The UK’s chief medical officer, Prof. Chris Whitty, has said a vaccine may not be ready until next winter, according to Yahoo News.

“I think that Chris Whitty is quite rightly being cautious, that it could take as long as that to first of all demonstrate a vaccine works and is safe,” Pollard said.

Asked about a timeframe, he said: “That depends very much on the number of cases that occur in the weeks and months ahead.

“Even with 1,000 people eventually you’ll have enough information to know whether or not a vaccine works, but that could take years,” Pollard said.

“So, having 20,000 people in our trials already means that that period of time will be shorter, but unfortunately I can’t quite predict the future about how many cases are going to occur,” he said.

Pollard’s comments come as the Trump administration is weighing a fast-track process that would allow AstraZeneca’s coronavirus vaccine to be used in the US before November’s presidential election, according to a new report.

One plan under consideration would see the Food and Drug Administration issue an “emergency use authorization” for the British drugmaker’s vaccine candidate in October, the Financial Times reported Sunday, citing three people briefed on the plan.
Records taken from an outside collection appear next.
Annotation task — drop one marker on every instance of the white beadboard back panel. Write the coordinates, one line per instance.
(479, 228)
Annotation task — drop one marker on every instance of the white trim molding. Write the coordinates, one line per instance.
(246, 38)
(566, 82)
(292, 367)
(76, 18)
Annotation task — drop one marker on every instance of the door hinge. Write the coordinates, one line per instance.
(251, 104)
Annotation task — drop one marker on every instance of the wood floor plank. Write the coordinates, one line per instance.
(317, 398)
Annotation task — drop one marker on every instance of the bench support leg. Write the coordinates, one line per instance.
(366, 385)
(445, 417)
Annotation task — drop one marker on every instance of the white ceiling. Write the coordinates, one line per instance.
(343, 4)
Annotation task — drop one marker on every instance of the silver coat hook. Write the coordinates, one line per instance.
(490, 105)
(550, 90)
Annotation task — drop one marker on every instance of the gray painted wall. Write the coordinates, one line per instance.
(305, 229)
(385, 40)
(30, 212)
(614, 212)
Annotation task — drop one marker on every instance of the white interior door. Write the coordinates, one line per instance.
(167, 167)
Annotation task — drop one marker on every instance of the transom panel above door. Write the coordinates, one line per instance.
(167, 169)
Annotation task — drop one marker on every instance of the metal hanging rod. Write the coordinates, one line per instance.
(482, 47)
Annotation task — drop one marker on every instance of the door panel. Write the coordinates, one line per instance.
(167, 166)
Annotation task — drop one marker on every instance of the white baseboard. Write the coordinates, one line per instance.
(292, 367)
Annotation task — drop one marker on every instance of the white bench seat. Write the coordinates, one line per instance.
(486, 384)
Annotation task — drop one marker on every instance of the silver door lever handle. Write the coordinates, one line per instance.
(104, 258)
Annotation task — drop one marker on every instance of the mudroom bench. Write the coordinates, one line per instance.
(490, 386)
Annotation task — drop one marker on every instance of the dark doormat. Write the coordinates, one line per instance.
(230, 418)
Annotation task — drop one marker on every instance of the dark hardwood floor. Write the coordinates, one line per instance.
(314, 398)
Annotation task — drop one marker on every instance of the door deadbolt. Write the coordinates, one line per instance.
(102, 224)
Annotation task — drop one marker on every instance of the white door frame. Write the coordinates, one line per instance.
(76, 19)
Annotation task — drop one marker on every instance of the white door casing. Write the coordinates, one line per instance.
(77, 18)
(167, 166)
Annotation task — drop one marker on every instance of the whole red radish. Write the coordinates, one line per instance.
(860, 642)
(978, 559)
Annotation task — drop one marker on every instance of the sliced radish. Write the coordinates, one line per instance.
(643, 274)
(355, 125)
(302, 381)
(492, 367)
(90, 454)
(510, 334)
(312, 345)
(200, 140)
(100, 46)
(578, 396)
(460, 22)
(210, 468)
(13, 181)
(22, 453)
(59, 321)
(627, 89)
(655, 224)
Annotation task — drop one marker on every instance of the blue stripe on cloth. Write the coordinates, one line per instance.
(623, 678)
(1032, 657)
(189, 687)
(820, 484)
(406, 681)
AstraZeneca’s vaccine, developed with the University of Oxford, is one of six candidates Team Trump is supporting through Operation Warp Speed — its initiative to deliver a safe and effective COVID-19 inoculation by early next year.

The authorization, known as an EUA, would be based on forthcoming results from a study involving 10,000 people in the UK — even though federal agencies have said a study of 30,000 people would be needed to win such an approval.

Pollard said he hoped that 50,000 people would be involved in the clinical trial for the Oxford vaccine candidate, Yahoo News reported.

He stressed, however, that the size of the trial “isn’t really the issue.”

“What you need is to have enough cases accruing during the time of observation in the trials,” Pollard said. “The size of the trial is critical, first of all for safety – so you want to have good evidence that, after a large number of people have been vaccinated, you’ve got good evidence or safety around the vaccine.

“And, secondly, you want to be able to show whether the vaccine works, and the size of the trial actually is determined largely by what the attack rate of the disease is in the study population,” he continued.

“And so, if you’ve got a very, very rare disease, you need an enormous trial size, in order to be able to show whether the vaccine works. But in a situation like that at the moment coronavirus, depending on which region or country you are in, the size of the trial could be smaller or bigger just depending on how many cases are happening in that community at the time.”

Pollard added: “There are a number of trials that we’re running from Oxford here in the UK, in Brazil, and also in South Africa, and the combined size of those three trials together is around about 20,000 people, and AstraZeneca are moving forwards in their trials in the US, hoping to start enrolling 30,000 people.

“So within the trials of the vaccine that was developed here at Oxford University, we’d expect to have perhaps 50,000 or more people in the trials in total,” he said.

Responding to reports the US is planning an EUA for the Oxford vaccine, Pollard said: “Emergency use authorizations are well established by regulators both in the United States and in Europe.

“In fact, you may be aware just this week, the FDA has granted emergency use authorization for plasma therapy.”